Delegate to the National Council of Provinces
- Incumbent
- Assumed office 23 May 2019

Member of the North West Executive Council for Culture, Arts and Traditional Affairs
- In office 27 May 2014 – 19 January 2016
- Premier: Supra Mahumapelo
- Preceded by: Herself (for Sports, Arts and Culture)
- Succeeded by: Ontlametse Mochware

Member of the North West Executive Council for Sports, Arts and Culture
- In office 3 May 2012 – 27 May 2014
- Premier: Thandi Modise
- Preceded by: Hlomane Chauke
- Succeeded by: Herself (for Culture, Arts and Traditional Affairs)

Member of the North West Executive Council for Sports, Arts and Culture
- In office 25 November 2010 – 3 May 2012
- Premier: Thandi Modise
- Preceded by: Wendy Matsemela
- Succeeded by: Motlalepula Rosho

Personal details
- Born: 9 July 1969 (age 56) Ratlou, North West South Africa
- Party: African National Congress

= Tebogo Modise =

South African politician (born 1969)

Tebogo Constance Modise (born 9 July 1969) is a South African politician who has represented the African National Congress (ANC) in the National Council of Provinces since May 2019. She formerly served in the North West Executive Council between November 2010 and January 2016, when she resigned from the North West Provincial Legislature to become Mayor of Ratlou Local Municipality.

== Early life ==
Modise was born in Ratlou Local Municipality in the present-day North West province.

== Provincial legislature ==
Modise was elected to the North West Provincial Legislature in the 2009 general election, ranked 21st on the ANC's provincial party list.

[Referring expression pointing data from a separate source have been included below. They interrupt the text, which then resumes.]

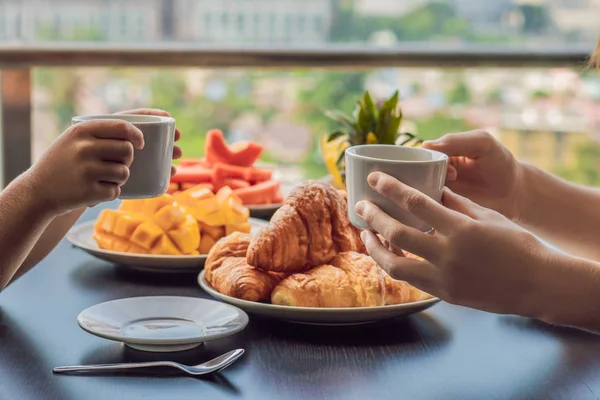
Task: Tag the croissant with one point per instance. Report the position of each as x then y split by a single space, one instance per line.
400 292
227 271
351 280
236 278
307 231
234 245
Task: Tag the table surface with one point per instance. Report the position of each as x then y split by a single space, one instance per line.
447 352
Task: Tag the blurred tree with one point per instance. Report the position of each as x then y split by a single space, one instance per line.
586 169
535 18
62 83
460 93
438 125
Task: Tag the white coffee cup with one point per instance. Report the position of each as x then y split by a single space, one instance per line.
422 169
150 171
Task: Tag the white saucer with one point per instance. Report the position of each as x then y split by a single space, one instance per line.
162 323
82 236
321 316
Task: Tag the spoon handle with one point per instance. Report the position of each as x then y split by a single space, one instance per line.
112 367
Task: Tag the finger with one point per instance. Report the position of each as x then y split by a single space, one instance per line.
400 268
113 129
106 191
177 153
110 172
451 174
396 233
147 111
473 144
394 249
464 205
120 151
410 199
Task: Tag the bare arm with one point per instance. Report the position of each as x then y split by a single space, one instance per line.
48 240
23 219
567 292
563 213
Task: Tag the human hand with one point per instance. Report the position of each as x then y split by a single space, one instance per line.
476 258
86 165
152 111
482 170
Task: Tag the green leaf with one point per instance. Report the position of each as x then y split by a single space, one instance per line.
341 158
341 117
370 105
392 131
334 135
366 114
392 102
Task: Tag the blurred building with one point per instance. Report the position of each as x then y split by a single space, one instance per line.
204 21
548 140
114 20
254 21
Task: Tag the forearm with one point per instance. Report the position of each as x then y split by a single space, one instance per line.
568 292
48 240
22 221
565 214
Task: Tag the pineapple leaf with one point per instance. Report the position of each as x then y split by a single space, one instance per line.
392 130
366 116
334 135
389 120
341 158
341 117
392 102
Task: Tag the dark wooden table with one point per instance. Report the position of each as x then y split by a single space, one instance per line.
447 352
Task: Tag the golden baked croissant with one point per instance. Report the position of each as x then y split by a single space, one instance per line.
236 278
307 231
352 280
234 245
400 292
227 271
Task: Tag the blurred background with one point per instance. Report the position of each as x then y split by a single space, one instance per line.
549 116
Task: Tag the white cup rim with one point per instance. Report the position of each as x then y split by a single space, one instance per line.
140 119
352 152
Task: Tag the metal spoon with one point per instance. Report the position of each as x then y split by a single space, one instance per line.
208 367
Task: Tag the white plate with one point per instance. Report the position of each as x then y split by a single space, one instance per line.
265 211
162 323
321 316
81 235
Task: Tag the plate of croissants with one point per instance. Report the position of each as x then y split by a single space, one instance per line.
308 265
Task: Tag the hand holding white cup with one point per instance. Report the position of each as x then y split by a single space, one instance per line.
424 170
150 170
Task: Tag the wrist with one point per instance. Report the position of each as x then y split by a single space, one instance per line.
565 292
527 179
30 194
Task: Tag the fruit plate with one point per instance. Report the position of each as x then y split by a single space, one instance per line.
320 316
81 236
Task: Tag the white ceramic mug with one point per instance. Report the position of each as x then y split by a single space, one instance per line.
150 171
424 170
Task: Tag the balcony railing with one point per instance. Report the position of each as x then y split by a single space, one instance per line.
17 61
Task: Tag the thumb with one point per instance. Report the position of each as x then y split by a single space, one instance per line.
473 144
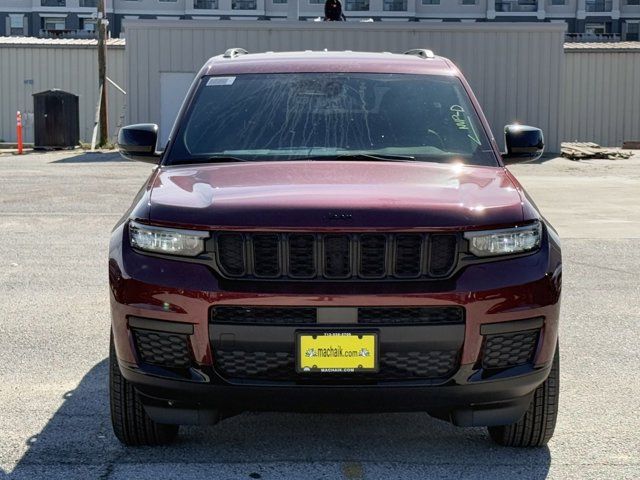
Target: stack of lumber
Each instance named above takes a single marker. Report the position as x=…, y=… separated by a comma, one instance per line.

The following year, on 25 November 2010, she was appointed to the North West Executive Council in a reshuffle by Thandi Modise, who had recently replaced Maureen Modiselle as Premier of the North West. Premier Modise named her as MEC for Economic Development, Environment and Tourism. She remained in that portfolio until 3 May 2012, when, in another reshuffle, she was moved to a new post as MEC for Sports, Arts and Culture.

Modise was re-elected to her legislative seat in the 2014 general election and she was retained in the Executive Council by Thandi Modise's successor, Premier Supra Mahumapelo. Mahumapelo reconfigured Modise's portfolio, making her MEC for Culture, Arts and Traditional Affairs.

== Mayor of Ratlou: 2016–2019 ==
In January 2016, Modise announced her resignation from the Executive Council and the Provincial Legislature. A government spokesperson said that she had resigned after ANC branches had called for her removal and the ANC Provincial Executive Committee had approached the government to make the same request. On 19 January 2016, she was sworn in as Mayor of Ratlou Local Municipality, her hometown. She denied that she had been forced to accept a demotion and said that she was pleased to be back in Ratlou. She remained in the mayoral office after the 2016 local elections.

== Parliament: 2019–present ==
In the 2019 general election, Modise was elected to an ANC seat in the National Council of Provinces, the upper house of the South African Parliament.